3-Expert (read the paper in detail, know the area, quite certain of my opinion)

### Reviewer 3

#### Summary

This paper considers a version of multi-play bandit (MP) problem where each position has a known discounting factor that is an extension of the undiscounted MP bandits [Anantharam+ '87, Komiyama+ '15]. Note that there are some existing studies such as cascade models [Kempe '08, Combes '15, Kveton'15] that take position based effects into considerations with different assumptions. They propose a regret lower bound that is based on the change-of-measure argument [Lai&Robbins '85, Graves&Lai'97], which appears to provide a tight constant on the top of log T factor. Two ucb-based algorithms (PBM-UCB, PBM-PIE) are proposed, and their regret is analyzed. The regret of PBM-PIE is asymptotically optimal (i.e., matching logarithmic factor) when positioning it into L-th slot is the best way. A version of Thompson sampling (PBM-TS) that simulate a posterior is also proposed without introducing its regret. These algorithms are empirically motivated by a click log dataset (kddcup dataset). As is consistent with some existing studies, TS-based algorithm outperforms UCB based ones.
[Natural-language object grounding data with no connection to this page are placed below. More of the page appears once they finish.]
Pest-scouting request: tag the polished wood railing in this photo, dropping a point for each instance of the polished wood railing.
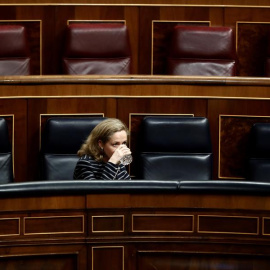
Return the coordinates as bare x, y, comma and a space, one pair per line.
135, 225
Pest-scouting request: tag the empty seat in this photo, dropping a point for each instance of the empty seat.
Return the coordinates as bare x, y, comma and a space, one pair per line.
60, 141
267, 62
175, 148
97, 48
6, 162
14, 51
259, 149
202, 51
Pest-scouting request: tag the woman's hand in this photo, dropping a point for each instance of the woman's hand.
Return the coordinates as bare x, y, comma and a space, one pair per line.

#### Qualitative Assessment

The main contribution of this paper lies in the tightness of the analysis (mainly on the constant factor of logarithmic distribution-dependent regret) and three algorithms that are based on UCB and TS. Previously, (i) a tight analysis in the case without position-based discount is known [Anantharam+ '87, Komiyama+ '15, Combes+ '15]. This paper's result extends them to the case where lower position reduces the click-through-rate in a known manner. To the best of my knowledge, the regret lower bound (Thm 6) and the upper bound (Thm 11) are new. The analysis in this paper is *NOT* fully tight: there is still a gap between the lower and upper bounds on the top of log T factor when using position l \ne L is more informative per regret. They showed that an existing version of TS (i.e., BC-MP-TS, [Komiyama+'15, supplementary material] ) does not simulate a correct posterior, and implied a suboptimality of BC-MP-TS. Instead, they propose PBM-TS, which is based on the true posterior. Although they did not provide any analysis of this algorithm, PBM-TS is more close to the true spirit of TS, which might be of some value. Minor comments: Why BC-MP-TS is not appeared in Fig 1(b) and 2. I guess that the performance of PBM-TS and BC-MP-TS is very close in practice. pp 5. "fundamental tradeoff in the PBM": can it have any interpretations when it is applied to real-world systems? pp 8. In what sense the analysis is complete? There is still a gap on the optimal constant on the top of the logarithmic factor. The authors argue an empirical robustness of the algorithms to small changes of discount factors. Is there any ideas to analyze on this aspect? In practice, there are some works that address an externality (e.g., [Hummel&Mcafee WINE'14]) on these position-based models, and robustness on the discount factor is highly preferable (possibly in future work). Note: I have read the author feedback.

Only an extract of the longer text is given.